Дурно как-то. Да ещё подгоревшая на солнце спина создавала дискомфорт. Но чем-то надо заняться. Телевизор проверить, наверно, совсем сдох. Но было лень этим заниматься. Чтобы экран видеть, нужна темнота. Но завешивать окно тёмным одеялом совсем не хотелось. Отступился от этой идеи.


И тут вдруг вспомнились события ночи. Неловко всё вечером получилось. Захотелось говорить про Таню. Иду пытать бабушку, самого покачивает.

– Ба! А ты как у соседей оказалась?

– Так Саша пригласил. У них тут бабушек нет. С Лёшей сидеть не с кем, он в первый пойдёт. А при их работах – интернат ему школой будет. Ты ж знаешь. При твоей школе был, так он и не делся никуда. А они сильно не хотят. Я согласилась. Чё, мне трудно парня встретить или утром поднять. Да накормлю. Он вон у них сам суп греет. Пригляжу, да и мне веселее будет. Мальчишка-то у них спокойный. Игрушки вон, каких у тебя не было. Сам играет.

Как всегда, пулемётной очередью молотила бабуся. Всё пока тезисное Подробности будут при заходе на второй круг.

– Понятно! А что за новоселье?

– Да так, Саша придумал. Да с тобой познакомится. Он тут, когда дома то остаётся, скучно ему, что ли?

– А с чего это он меня вдруг музыкантом назвал?! Ты опять по соседям треплешь?

– Ты чё?! Танюшка твоя весь вечер, как сорока трещала, рассказывала, что чуть не час твой «концерт» слушала во дворе. Какая-то девочка с балкона, говорит, кричала: «Браво!». Оля, что ли? А ты жук, опят с Толькой водку пьёшь? Я матери-то расскажу.

– Что ты опять мелешь?
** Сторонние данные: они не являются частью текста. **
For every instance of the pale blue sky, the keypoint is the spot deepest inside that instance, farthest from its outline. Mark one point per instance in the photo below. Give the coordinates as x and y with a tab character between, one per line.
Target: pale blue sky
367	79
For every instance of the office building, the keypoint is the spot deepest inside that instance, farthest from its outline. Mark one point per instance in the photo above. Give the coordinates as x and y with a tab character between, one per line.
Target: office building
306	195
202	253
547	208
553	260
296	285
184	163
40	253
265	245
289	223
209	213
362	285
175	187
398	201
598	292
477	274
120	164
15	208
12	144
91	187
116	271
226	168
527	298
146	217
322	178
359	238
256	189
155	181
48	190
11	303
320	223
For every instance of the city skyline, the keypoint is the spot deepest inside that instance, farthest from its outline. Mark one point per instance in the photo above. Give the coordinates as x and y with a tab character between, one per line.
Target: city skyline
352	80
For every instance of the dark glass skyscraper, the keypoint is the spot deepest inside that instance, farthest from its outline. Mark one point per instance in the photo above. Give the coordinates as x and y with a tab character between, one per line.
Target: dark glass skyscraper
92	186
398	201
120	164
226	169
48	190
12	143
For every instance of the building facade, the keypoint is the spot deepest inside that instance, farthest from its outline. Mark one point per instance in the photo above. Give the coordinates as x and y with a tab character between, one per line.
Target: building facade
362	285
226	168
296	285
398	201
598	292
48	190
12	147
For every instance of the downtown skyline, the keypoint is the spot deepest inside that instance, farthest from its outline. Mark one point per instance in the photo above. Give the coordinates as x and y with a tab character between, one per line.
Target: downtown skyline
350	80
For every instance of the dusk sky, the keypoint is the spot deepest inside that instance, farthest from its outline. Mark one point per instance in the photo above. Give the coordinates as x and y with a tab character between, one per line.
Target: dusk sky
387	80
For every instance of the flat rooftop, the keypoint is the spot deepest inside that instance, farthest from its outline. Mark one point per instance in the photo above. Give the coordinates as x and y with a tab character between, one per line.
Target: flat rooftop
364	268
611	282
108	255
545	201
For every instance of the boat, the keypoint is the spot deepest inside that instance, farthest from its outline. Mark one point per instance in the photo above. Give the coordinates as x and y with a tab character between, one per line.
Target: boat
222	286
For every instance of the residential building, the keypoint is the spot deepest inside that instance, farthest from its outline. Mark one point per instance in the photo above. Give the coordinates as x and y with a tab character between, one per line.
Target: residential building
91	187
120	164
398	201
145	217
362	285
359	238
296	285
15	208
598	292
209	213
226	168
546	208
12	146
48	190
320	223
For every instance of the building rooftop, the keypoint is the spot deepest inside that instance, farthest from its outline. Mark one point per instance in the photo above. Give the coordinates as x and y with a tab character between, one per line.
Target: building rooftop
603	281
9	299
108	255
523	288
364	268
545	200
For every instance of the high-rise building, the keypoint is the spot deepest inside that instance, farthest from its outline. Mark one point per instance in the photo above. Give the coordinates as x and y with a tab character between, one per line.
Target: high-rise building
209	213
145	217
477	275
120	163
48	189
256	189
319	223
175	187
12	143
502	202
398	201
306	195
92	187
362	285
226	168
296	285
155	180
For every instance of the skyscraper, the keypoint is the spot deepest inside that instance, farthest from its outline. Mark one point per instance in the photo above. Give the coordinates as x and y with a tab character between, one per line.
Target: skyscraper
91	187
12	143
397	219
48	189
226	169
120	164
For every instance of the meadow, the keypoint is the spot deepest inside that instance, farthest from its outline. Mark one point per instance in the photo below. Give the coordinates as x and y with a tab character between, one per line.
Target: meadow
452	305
Делать вам, сплетницам, во дворе нечего. Всем кости перемелете. Придумала опять: «Таня моя! С чего?»

Я удалился в свою комнату. Говорить о Тане расхотелось.

Ну и бабуля! Трепло! Как она почувствовала? Или так, брешет, язык-то без костей. И Таня тоже хороша! Ну, высказала мне, а бабке-то зачем про то, что заподозрила меня в выпивоне?